Yargıtay Kararı 15. Hukuk Dairesi 2010/4446 E. 2011/5571 K. 03.10.2011 T.

YARGITAY KARARI
DAİRE : 15. Hukuk Dairesi
ESAS NO : 2010/4446
KARAR NO : 2011/5571
KARAR TARİHİ : 03.10.2011

Mahkemesi :Asliye Hukuk Hakimliği

Yukarıda tarih ve numarası yazılı hükmün temyizen tetkiki taraf vekillerince istenmiş ve temyiz dilekçelerinin süresi içinde verildiği anlaşılmış olmakla dosyadaki kağıtlar okundu gereği konuşulup düşünüldü:
– K A R A R –
Dava, 02.10.1997 tarihli kat karşılığı inşaat yapım sözleşmesi uyarınca, davacı iki arsa sahibine verilmesi gereken, 9 adet dairenin geç tesliminden kaynaklanan alacak istemine ilişkin olup, mahkemece davanın kısmen kabulüne dair verilen karar taraf vekillerince temyiz edilmiştir.
1-Dosyadaki yazılara, kararın dayandığı delillerle yasaya uygun gerektirici nedenlere ve özellikle delillerin takdirinde bir isabetsizlik bulunmamasına göre taraf vekillerinin aşağıdaki bentlerin kapsamı dışındaki temyiz itirazları yerinde görülmemiş, reddi gerekmiştir.
2-Yanlar arasında imzalanan sözleşmeye göre inşaatın anahtar teslimi şeklinde tamamlanması gerekmektedir.
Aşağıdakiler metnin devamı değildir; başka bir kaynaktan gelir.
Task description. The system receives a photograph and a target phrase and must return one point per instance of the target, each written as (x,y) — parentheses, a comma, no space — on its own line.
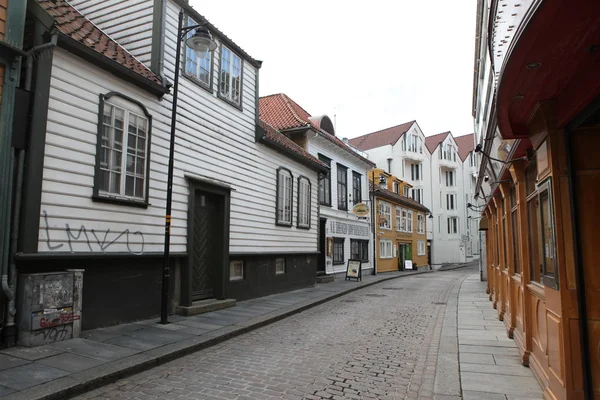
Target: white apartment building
(440,170)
Sözleşmede belirtilen tarihte inşaatın teslim edilmediğinde uyuşmazlık yoktur. Davalı cevabında, teslim konusunda davacıların 3 sene süre uzatımı verildiğini savunmuş ise de, bu hususu usulen ispat edememiştir. Davacıların istemi reddedilen 4 dairesinin ise süresinde teslim edildiğini, ispat külfeti kendisinde olan davalı kanıtlayamamıştır. Her ne kadar bir kısım davalı şahitleri oturulan dairelerin 2004 yılında teslim edildiğini ifade etmiş iseler de, süre uzatımı veren dava dışı arsa sahibi İsa tarafından düzenlenen belgeden de o tarih itibariyle inşaatın teslim edilmediği anlaşılmaktadır. Bu haliyle, teslimi kanıtlayamayan davalı, 4 daire için de gecikme tazminatı ödemekle yükümlü olduğundan, bu istemin reddi doğru olmamıştır. Diğer yandan reddedilen bölüm için davalı yararına vekalet ücretine hükmedilmiş ise de, davalı adına yargılamaya katılan ve sonradan istifa eden Avukat … ’nun tevkil ettiği Avukat … yargılamalara katılmış ise de, tevkil eden avukatın davalı kooperatif tarafından verilmiş bir vekaletnamesi bulunmadığından, buna ilişkin hüküm de yerinde görülmemiş, kararın davacılar yararına bozulması gerekmiştir.
3-Davalının diğer temyiz itirazlarına gelince, imzalanan sözleşmede, gecikme halinde her yıl sonundan itibaren alacağa faiz yürütüleceğine dair bir hükme yer verilmediğinden, davalıya gönderilen ihtarda istenilen miktar için 24.02.2007’den daha sonraki dönemde işleyen gecikme alacakları için temerrüt oluşmadığından dava tarihinden itibaren faiz yürütülmesi yerine dönem yılı sonundan faiz uygulanması doğru olmamıştır. Diğer yandan, davacılar her dönem için istedikleri kira miktarını belirlediklerinden, kira alacaklarının bu miktarlar baz alınarak hesaplanması yerine, bilirkişilerin talebi aşarak fazla hesap yapmaları ve bu miktarların karara esas alınması da HUMK.nın 74. maddesine aykırı bulunmuştur.
Karar belirtilen nedenlerle davalı yararına bozulmalıdır.
SONUÇ: Yukarıda 1. bentte açıklanan nedenlerle, tarafların sair temyiz itirazlarının reddine 2. bent gereğince hükmün temyiz eden davacılar, 3. bent uyarınca ise davalı yararına BOZULMASINA, ödedikleri temyiz peşin harçlarının istek halinde temyiz eden taraflara geri verilmesine, 03.10.2011 gününde oybirliğiyle karar verildi.